My heart raced, and I was a trembling mess inside. I hadn’t been prepared to face down someone so quickly after processing the emotional turmoil, but I faked it the best I could, steeling myself with a hard exterior.

He grinned wide, his hands in his pockets now, with what I could only assume was an attempt to disarm me with his casualness.

“I’d thought you’d never ask, gorgeous. I’m Darren Delgado.”

“Okay, Darren. How about now, you tell me why you keep seeking me out?”

“Feisty,” he chuckled, taking a small step forward. “I like that about you. My sister was feisty too.” His eyes went dark when he spoke about his sister, and he took another step forward, and I found myself moving backward with each one he took.

“You still didn’t answer my question, Darren.”

“You’re right.”

My hands brushed against tombstones as I moved past them, and I suddenly felt like a mouse caught in a trap. But I kept moving, too scared of what it might mean if I didn’t. There was no way I wanted his hands on me, and I doubt I’d get the element of surprise on him this time. The realization that two guys had been with him before had me searching for them too late.

A gloved hand clamped down on my mouth a second before my body bumped into someone. Darren smiled wider, continuing his slow approach toward me.

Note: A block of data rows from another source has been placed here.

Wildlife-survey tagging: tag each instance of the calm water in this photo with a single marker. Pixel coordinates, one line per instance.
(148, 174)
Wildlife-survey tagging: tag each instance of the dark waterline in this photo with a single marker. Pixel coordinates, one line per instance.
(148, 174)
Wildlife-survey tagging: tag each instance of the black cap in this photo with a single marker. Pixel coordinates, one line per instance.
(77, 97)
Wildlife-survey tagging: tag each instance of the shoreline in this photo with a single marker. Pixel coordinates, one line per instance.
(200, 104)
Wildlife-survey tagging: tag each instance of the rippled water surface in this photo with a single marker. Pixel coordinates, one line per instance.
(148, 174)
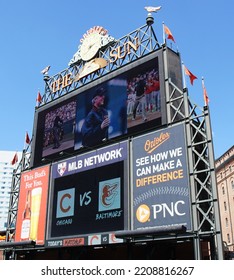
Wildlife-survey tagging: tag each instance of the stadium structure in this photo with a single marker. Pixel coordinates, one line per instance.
(130, 178)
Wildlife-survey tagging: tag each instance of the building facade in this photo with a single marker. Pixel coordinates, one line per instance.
(225, 184)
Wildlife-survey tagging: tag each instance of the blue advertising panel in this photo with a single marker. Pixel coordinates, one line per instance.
(161, 196)
(89, 196)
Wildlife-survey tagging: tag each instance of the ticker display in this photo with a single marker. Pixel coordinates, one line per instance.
(161, 196)
(89, 195)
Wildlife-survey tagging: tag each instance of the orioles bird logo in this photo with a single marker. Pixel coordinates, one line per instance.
(108, 194)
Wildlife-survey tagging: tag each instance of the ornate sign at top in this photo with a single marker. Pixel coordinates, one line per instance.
(93, 40)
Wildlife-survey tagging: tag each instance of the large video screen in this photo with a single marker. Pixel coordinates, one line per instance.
(126, 103)
(89, 195)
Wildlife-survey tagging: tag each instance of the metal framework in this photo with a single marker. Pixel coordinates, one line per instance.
(205, 211)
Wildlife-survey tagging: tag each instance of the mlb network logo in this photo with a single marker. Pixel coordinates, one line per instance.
(109, 195)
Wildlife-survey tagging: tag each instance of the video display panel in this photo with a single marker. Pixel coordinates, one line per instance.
(89, 195)
(161, 194)
(122, 104)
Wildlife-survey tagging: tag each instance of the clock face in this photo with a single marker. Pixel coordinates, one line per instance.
(90, 46)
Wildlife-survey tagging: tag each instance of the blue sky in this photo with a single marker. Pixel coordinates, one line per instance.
(35, 34)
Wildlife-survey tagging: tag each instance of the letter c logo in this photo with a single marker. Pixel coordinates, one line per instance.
(63, 209)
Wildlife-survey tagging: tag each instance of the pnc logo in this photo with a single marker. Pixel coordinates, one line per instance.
(65, 203)
(143, 213)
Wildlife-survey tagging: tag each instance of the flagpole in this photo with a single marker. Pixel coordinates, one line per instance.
(183, 75)
(164, 37)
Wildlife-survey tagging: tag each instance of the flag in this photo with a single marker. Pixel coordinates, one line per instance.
(27, 139)
(190, 74)
(205, 95)
(15, 159)
(151, 9)
(39, 98)
(45, 70)
(169, 34)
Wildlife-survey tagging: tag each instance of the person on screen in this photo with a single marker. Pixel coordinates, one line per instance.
(140, 97)
(95, 127)
(57, 129)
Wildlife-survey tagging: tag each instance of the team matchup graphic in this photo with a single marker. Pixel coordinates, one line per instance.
(161, 195)
(88, 197)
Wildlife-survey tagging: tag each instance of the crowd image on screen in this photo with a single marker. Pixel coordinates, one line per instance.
(60, 117)
(143, 95)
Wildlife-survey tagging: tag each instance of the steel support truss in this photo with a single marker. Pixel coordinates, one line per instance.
(205, 209)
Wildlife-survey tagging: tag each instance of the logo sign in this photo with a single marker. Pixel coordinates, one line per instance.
(62, 168)
(65, 203)
(160, 179)
(109, 194)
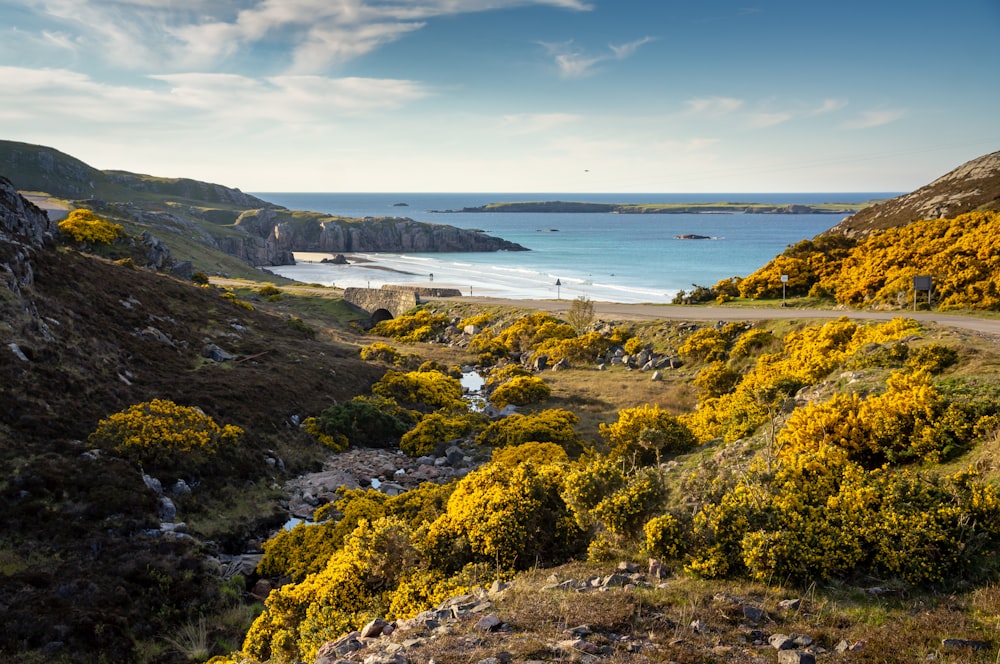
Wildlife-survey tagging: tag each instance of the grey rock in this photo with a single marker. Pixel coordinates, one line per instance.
(754, 614)
(216, 354)
(781, 641)
(18, 353)
(488, 623)
(373, 629)
(168, 512)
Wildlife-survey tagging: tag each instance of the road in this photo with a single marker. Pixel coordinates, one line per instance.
(617, 311)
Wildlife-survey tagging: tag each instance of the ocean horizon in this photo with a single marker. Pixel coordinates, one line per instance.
(602, 256)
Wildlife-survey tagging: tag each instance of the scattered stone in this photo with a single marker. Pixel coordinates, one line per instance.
(963, 644)
(781, 642)
(216, 354)
(796, 657)
(488, 623)
(754, 614)
(657, 570)
(18, 353)
(373, 629)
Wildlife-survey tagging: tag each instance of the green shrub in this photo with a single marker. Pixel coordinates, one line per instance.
(420, 390)
(419, 326)
(548, 426)
(642, 434)
(437, 428)
(380, 352)
(520, 391)
(362, 422)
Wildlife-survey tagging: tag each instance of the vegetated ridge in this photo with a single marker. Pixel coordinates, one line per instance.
(661, 208)
(841, 462)
(947, 231)
(182, 212)
(975, 185)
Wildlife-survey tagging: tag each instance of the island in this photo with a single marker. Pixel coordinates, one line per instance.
(664, 208)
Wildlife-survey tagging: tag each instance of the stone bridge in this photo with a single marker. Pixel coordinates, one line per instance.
(382, 303)
(392, 300)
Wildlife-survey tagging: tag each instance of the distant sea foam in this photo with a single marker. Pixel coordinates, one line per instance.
(605, 257)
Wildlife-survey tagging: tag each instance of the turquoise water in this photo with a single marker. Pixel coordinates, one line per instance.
(606, 257)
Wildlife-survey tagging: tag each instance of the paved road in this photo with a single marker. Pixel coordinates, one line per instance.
(612, 310)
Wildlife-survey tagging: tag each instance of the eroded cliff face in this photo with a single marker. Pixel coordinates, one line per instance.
(971, 186)
(285, 232)
(24, 228)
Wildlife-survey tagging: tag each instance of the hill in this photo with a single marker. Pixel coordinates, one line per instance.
(945, 231)
(975, 185)
(82, 558)
(198, 221)
(834, 483)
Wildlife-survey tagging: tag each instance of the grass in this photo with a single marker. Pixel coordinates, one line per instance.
(688, 620)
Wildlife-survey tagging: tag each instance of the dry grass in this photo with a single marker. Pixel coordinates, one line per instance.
(687, 620)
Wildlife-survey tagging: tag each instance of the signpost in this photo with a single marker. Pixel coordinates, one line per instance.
(922, 282)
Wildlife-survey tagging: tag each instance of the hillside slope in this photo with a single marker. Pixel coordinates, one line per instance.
(975, 185)
(198, 220)
(85, 569)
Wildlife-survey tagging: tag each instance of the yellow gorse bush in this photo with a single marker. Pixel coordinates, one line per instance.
(806, 357)
(161, 432)
(85, 227)
(962, 253)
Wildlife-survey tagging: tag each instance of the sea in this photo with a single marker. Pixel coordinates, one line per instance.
(604, 257)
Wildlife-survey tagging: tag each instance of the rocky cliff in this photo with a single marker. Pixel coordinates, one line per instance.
(300, 231)
(973, 185)
(24, 228)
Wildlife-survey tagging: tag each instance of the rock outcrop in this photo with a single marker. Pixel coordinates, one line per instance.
(24, 228)
(973, 185)
(317, 232)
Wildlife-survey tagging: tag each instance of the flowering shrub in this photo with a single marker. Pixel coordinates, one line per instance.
(806, 357)
(232, 297)
(351, 589)
(160, 433)
(85, 227)
(665, 536)
(510, 516)
(536, 453)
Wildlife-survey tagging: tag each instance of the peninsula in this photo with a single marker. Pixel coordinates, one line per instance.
(664, 208)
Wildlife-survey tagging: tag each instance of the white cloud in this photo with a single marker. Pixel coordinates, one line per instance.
(870, 119)
(623, 51)
(574, 63)
(49, 96)
(200, 34)
(762, 120)
(829, 106)
(533, 123)
(713, 105)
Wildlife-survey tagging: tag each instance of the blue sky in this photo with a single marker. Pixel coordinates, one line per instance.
(509, 95)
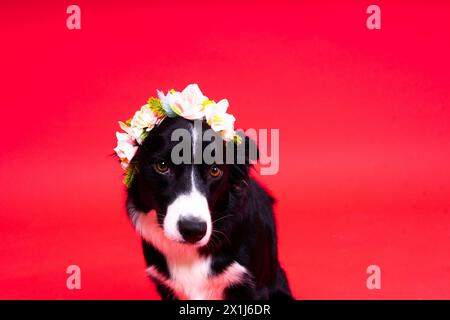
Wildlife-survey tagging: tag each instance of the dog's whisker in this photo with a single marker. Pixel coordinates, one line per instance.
(223, 217)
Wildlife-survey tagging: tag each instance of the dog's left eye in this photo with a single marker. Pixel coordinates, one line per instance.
(161, 167)
(215, 171)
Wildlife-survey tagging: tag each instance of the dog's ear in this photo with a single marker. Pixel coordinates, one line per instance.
(246, 150)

Breaths rolled in and out of me at a quick pace as the foul-smelling material blocked my airway. Things started to go fuzzy, my panic increasing when it was wrenched away. Dropping to the ground, I sucked in the clean oxygen, coughing, and hoped it would clear whatever had been on his glove from my system. I heard grunts and movement, but I was too disoriented to focus on anything around me outside of breathing.

When a hand touched my shoulder a moment later, I jumped, raising my fists in protection. The necklace caught my eye as it swung up with my momentum, and I put my finger into the ring, ready to pull it, as I focused on the man in front of me. He seemed familiar, though, so I waited, leveling him with my gaze.

“Don’t touch me, or I’ll have my boyfriend here before you can even blink.”

The man was crouched down in front of me, but he gave me some space as he placed his hands in a placating gesture in front of him.

“Are you okay, miss? I’m Beau. We sort of met a few months ago when you were with Nicco?”

I blinked at his question and looked around. The other man was gone, so I hoped it meant this one had scared him off. The mention of Nicco had me relaxing as well, and the familiar face locked into place. I swallowed, nodding.

“Yes, I’m fine. You were at the fight, right?”